A vaccination campaign using the oral polio vaccine is scheduled to take place later this month, targeting 5 million children in Afghanistan.
Globally 21 cases of WPV1 were reported in 2017, according to GPEI, the 13 in Afghanistan plus 8 in Pakistan.
Jan 5 GPEI report
FDA anticipates IV saline shortage to improve in coming weeks
FDA Commissioner Scott Gottlieb, MD, said in a statement yesterday that he expects the shortage of intravenous (IV) saline fluids to improve early this year after manufacturing plants in Puerto Rico were greatly affected by Hurricane Maria and the resulting power loss.
Damage from the September hurricane exacerbated an existing shortage of IV saline and dextrose bags used for patient care. The FDA said in early October it was taking steps to help the island's medical product manufacturing sector.

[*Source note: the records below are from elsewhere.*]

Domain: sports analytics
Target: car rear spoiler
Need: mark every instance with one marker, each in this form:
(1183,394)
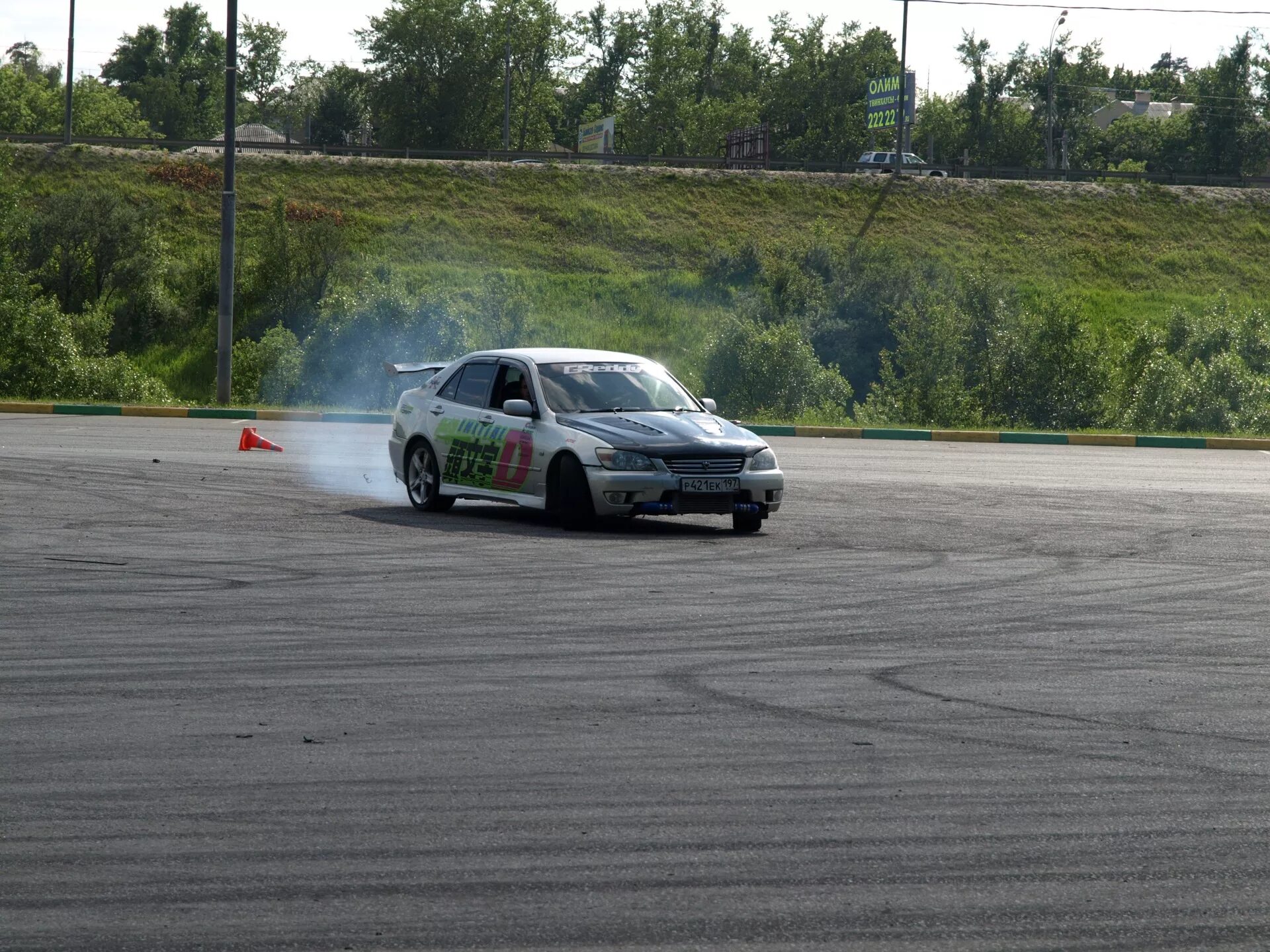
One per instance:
(393,370)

Pharmaceutical and biological products make up 30% of Puerto Rico's gross domestic product, and 10% of all drugs consumed by Americans are made there. Last week the FDA announced that the island's last manufacturing plant, operated by Baxter International, was back on the power grid.
In yesterday's statement, Gottlieb said, "Based on the information we're receiving from the companies, we expect that the shortage of IV saline fluids will improve in early 2018, with continuing improvements in the weeks ahead.
"Moreover, all the other companies that manufacture products that were on our initial list of drugs that we considered critical and at risk of potential shortages—because the drugs were largely or entirely manufactured in Puerto Rico—are now on the power grid. Many of these companies report to us that their production is increasing. While there are still many challenges that remain—for instance, the commercial power grid remains unstable in places—these developments reduce the risk of any future shortages resulting from the impact of the storm on the island's manufacturing sector."
The FDA also said that the return of power to Baxter's plant that the shortage of IV amino acids, a crucial product for patients who need parenteral feeding, also is anticipated to continue to improve in the coming weeks. The agency added that its drug shortage website remains the best source of information regarding product availability.